Re: [PATCH 0/6] power_of_2 emulation support for NVMe ZNS devices

Damien Le Moal <damien.lemoal@xxxxxxxxxxxxxxxxxx> · Wed, 16 Mar 2022 09:00:27 +0900

On 3/15/22 22:05, Javier González wrote:
>>> The main constraint for (1) PO2 is removed in the block layer, we
>>> have (2) Linux hosts stating that unmapped LBAs are a problem,
>>> and we have (3) HW supporting size=capacity.
>>> 
>>> I would be happy to hear what else you would like to see for this
>>> to be of use to the kernel community.
>> 
>> (Added numbers to your paragraph above)
>> 
>> 1. The sysfs chunksize attribute was "misused" to also represent
>> zone size. What has changed is that RAID controllers now can use a
>> NPO2 chunk size. This wasn't meant to naturally extend to zones,
>> which as shown in the current posted patchset, is a lot more work.
> 
> True. But this was the main constraint for PO2.

And as I said, users asked for it.

>> 2. Bo mentioned that the software already manages holes. It took a
>> bit of time to get right, but now it works. Thus, the software in
>> question is already capable of working with holes. Thus, fixing
>> this, would present itself as a minor optimization overall. I'm not
>> convinced the work to do this in the kernel is proportional to the
>> change it'll make to the applications.
> 
> I will let Bo response himself to this.
> 
>> 3. I'm happy to hear that. However, I'll like to reiterate the
>> point that the PO2 requirement have been known for years. That
>> there's a drive doing NPO2 zones is great, but a decision was made
>> by the SSD implementors to not support the Linux kernel given its
>> current implementation.
> 
> Zone devices has been supported for years in SMR, and I this is a
> strong argument. However, ZNS is still very new and customers have
> several requirements. I do not believe that a HDD stack should have
> such an impact in NVMe.
> 
> Also, we will see new interfaces adding support for zoned devices in
> the future.
> 
> We should think about the future and not the past.

Backward compatibility ? We must not break userspace...

>> 
>> All that said - if there are people willing to do the work and it
>> doesn't have a negative impact on performance, code quality,
>> maintenance complexity, etc. then there isn't anything saying
>> support can't be added - but it does seem like it’s a lot of work,
>> for little overall benefits to applications and the host users.
> 
> Exactly.
> 
> Patches in the block layer are trivial. This is running in
> production loads without issues. I have tried to highlight the
> benefits in previous benefits and I believe you understand them.

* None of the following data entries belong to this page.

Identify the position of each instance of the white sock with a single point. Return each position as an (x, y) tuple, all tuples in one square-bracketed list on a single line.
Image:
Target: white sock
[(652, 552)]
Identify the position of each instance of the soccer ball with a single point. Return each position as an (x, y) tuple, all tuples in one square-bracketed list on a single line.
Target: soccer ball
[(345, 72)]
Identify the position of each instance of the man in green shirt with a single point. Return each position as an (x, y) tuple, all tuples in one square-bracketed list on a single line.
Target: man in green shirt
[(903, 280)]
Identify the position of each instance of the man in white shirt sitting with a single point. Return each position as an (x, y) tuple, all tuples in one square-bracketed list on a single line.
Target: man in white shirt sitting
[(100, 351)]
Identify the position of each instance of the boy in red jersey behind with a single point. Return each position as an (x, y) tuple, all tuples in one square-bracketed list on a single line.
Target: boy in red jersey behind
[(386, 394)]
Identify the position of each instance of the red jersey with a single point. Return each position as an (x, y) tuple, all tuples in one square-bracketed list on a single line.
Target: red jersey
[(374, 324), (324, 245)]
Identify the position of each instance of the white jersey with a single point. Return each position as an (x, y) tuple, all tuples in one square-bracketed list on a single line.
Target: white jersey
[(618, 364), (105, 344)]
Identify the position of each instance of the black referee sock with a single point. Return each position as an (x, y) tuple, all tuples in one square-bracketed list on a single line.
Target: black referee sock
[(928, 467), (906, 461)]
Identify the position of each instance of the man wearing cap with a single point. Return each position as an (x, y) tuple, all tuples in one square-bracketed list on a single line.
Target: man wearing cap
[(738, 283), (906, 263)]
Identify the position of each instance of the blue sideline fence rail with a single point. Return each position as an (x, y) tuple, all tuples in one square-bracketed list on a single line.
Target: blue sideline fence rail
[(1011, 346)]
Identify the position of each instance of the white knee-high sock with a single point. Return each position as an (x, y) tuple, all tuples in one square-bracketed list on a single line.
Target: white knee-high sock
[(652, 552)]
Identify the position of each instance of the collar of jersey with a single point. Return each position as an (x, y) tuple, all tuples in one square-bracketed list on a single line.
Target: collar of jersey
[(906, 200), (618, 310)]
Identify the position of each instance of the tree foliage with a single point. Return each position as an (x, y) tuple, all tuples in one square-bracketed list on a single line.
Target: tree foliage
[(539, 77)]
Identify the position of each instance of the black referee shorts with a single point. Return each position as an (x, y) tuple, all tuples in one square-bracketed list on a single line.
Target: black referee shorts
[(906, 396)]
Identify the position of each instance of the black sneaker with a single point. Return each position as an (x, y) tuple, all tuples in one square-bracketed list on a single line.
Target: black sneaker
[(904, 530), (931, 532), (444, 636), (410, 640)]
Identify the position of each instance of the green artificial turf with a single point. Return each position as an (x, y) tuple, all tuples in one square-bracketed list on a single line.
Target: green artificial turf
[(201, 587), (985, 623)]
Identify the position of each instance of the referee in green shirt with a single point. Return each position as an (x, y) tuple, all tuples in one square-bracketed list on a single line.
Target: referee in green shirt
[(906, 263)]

The block layer is not the issue here. We all understand that one is easy.

> Support for ZoneFS seems easy too. We have an early POC for btrfs and
> it seems it can be done. We sign up for these 2.

zonefs can trivially support non power of 2 zone sizes, but as zonefs
creates a discrete view of the device capacity with its one file per
zone interface, an application accesses to a zone are forcibly limited
to that zone, as they should. With zonefs, pow2 and nonpow2 devices will
show the *same* interface to the application. Non power of 2 zone size
then have absolutely no benefits at all.

> As for F2FS and dm-zoned, I do not think these are targets at the 
> moment. If this is the path we follow, these will bail out at mkfs
> time.

And what makes you think that this is acceptable ? What guarantees do
you have that this will not be a problem for users out there ?

-- 
Damien Le Moal
Western Digital Research